Tuesday, March 20, 2012

What SPAM Means Today: From Email to RoboTweets



It’s interesting how the word “spam” has evolved in its usage over the last four or five years. It started out as a very literal definition and now is almost synonymous with the word “bugging”. Technologically speaking, it started referring to unwanted commercial email. Spam includes everything from Viagra emails, to robo-Tweets, to Facebook “Like” requests.

Today the word is being associated with any unsolicited message anywhere, although it’s mostly referring to digital communications. (You could say the people handing out postcards on the sidewalk in Las Vegas are “spamming” pedestrians.)

According to the Federal Communications Commission’s website: “In 2003, Congress enacted the Controlling the Assault of Non-Solicited Pornography and Marketing (CAN-SPAM) Act to curb spam.” And from then on, all marketers wanting to comply had to include a street or mailing address and an unsubscribe link in their emails.
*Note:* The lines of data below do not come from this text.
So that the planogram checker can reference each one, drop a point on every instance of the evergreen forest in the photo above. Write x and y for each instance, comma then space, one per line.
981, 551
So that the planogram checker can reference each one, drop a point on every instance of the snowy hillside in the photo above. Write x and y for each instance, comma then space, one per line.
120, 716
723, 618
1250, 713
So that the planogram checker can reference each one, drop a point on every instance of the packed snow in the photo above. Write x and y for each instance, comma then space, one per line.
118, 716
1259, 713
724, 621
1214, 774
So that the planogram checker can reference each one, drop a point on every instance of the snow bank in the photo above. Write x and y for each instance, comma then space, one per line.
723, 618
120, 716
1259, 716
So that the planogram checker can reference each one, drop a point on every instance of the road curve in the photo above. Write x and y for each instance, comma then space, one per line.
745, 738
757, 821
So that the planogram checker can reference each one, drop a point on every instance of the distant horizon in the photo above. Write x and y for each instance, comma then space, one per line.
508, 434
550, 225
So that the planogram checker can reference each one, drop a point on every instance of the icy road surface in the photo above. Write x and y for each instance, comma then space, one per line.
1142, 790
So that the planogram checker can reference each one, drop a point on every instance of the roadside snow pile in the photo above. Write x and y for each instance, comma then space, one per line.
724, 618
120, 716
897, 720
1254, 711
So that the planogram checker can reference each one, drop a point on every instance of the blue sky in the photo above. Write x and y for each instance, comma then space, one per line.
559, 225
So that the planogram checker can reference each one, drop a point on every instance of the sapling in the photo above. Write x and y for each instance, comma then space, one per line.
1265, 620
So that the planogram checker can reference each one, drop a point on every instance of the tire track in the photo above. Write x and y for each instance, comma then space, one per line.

By now, most email distributions are complying. 

Unfortunately, this same tactic of forcing unsolicited messaging onto users has found its way into almost every other digital space: text messages, Tweets, Facebook posts, and message boards. Thankfully, Twitter and Facebook have already provided mechanisms for blocking future assaults from the same sender, much the way most email providers have.

However, there’s a clear difference between unwanted messages coming from scams or autobots and an off-target message coming from a communications professional. 

Scott Wendling wrote: “I’ve heard people referred to as spammers in social media when they send out an endless stream of status updates on autopilot.” 

If it’s unsolicited or if the recipient thinks it’s off-topic, it’s spam – a four-letter word to any marketer. Tech writer, Hillel Fuld uses this example in a “rant” posting about a company asking him to “Like” their brand on his Facebook page: “You want me to take this network, which I spent years building and spam them by promoting a cause, which is in no way connected to the reason they so loyally follow or read my content?”

Despite the difference in where the message originated, the recipient is going to have the same emotion about the unwanted message either way. And that is why the word spam is growing in its inclusiveness (as fast as social media is growing in the number of its participants).

Anyone wishing to avoid “bugging” potential friends or customers can easily find best practices articles online before hitting Send (if you can recommend one, post a link below). Those who don’t communicate with caution risk the punishment of ending up on one of these writers’ blogs.